Consumer desire for unnecessary features has encouraged the development of insecure and unreliable software products, said Tenable Network Security CSO Marcus Ranum, during a debate on Wednesday about software liability at the RSA security conference in San Francisco.
Ranum's discussion partner, British Telecommunications' chief technology security officer and renowned cryptographer Bruce Schneier, however argued that introducing liability for software vendors will give them an incentive to build software with security in mind.
Right now consumers support the cost of unreliable software, Schneier said, adding that software vendors won't take security seriously until it's cheaper to do it than not to do it.
Liabilities are everything, because they change the economic incentives, Schneier said. Vendors shouldn't support all costs if something goes wrong because of their software, but they shouldn't get away without paying anything either, he said.
Schneier used the automotive and financial sectors as examples of industries where introducing liabilities has led to security improvements.
Cars got safer after courts decided to hold automotive manufactures responsible for serious defects and banks have implemented credit card security systems after they started being forced to reimburse customers for credit card fraud loses, he said.
We can't rely on the ability of consumers to reward the best vendor because pretty much all of them are bad and there aren't many options, Schneier said.
Ranum agreed, but said that this is because consumers already chose the mediocre and killed the companies that actually produced reliable software in the process.
"The invisible hand of the market has done its work.
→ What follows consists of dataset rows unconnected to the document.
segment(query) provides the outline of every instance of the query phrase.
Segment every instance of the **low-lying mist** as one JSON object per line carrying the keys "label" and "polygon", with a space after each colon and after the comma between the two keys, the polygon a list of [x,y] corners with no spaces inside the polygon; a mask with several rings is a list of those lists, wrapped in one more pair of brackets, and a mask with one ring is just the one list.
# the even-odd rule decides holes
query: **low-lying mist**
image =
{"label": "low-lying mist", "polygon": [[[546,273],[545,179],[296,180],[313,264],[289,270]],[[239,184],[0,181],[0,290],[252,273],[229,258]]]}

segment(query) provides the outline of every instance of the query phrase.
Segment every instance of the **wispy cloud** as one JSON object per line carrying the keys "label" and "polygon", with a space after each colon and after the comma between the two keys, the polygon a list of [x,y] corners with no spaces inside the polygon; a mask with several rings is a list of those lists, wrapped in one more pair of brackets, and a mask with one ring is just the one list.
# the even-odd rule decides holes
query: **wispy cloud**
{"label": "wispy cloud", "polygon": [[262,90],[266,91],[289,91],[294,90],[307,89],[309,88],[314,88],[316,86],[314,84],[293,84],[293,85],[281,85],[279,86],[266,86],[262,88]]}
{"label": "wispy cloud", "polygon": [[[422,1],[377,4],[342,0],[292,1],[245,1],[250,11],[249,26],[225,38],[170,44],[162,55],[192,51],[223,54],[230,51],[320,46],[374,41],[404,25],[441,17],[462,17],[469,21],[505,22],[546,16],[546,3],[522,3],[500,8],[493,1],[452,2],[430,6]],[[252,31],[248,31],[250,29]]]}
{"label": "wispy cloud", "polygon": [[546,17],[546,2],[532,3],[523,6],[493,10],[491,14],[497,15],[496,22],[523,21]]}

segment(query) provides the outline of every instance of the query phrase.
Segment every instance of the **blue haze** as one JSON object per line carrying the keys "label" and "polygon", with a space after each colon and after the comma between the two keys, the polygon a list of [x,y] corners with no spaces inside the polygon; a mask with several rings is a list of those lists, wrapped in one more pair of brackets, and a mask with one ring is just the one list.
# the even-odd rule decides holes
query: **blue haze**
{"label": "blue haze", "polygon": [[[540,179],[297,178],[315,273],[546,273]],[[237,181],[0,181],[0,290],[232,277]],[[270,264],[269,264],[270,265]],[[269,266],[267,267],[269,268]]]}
Dancing pigs is all we want," Ranum said, referring to the consumer's desire for new features rather than reliability, which is expressed by them buying new product versions that are not really necessary.
The solution is not mandating liability for software vendors, because this will benefit big companies who can afford to hire good lawyers and get away with paying less, Ranum said.
Determining the damage costs that result from the use of unreliable software is also very difficult to do. "How do we value how much it cost to get hacked?" Ranum asked.
The answer to forcing vendors to take security seriously lies with manipulating the market, he said. We need to stop buying software that's bad, keep using the one we already have and refuse to upgrade until the product is solid, Ranum said.
The issue of software liability is not new and it remains to be seen if governments will eventually step in with regulation or the market will react by refusing to buy bad products.
However, people on both sides of the barricade seems to agree that, for now, vendors have little, if any, incentive to invest in the development of secure software.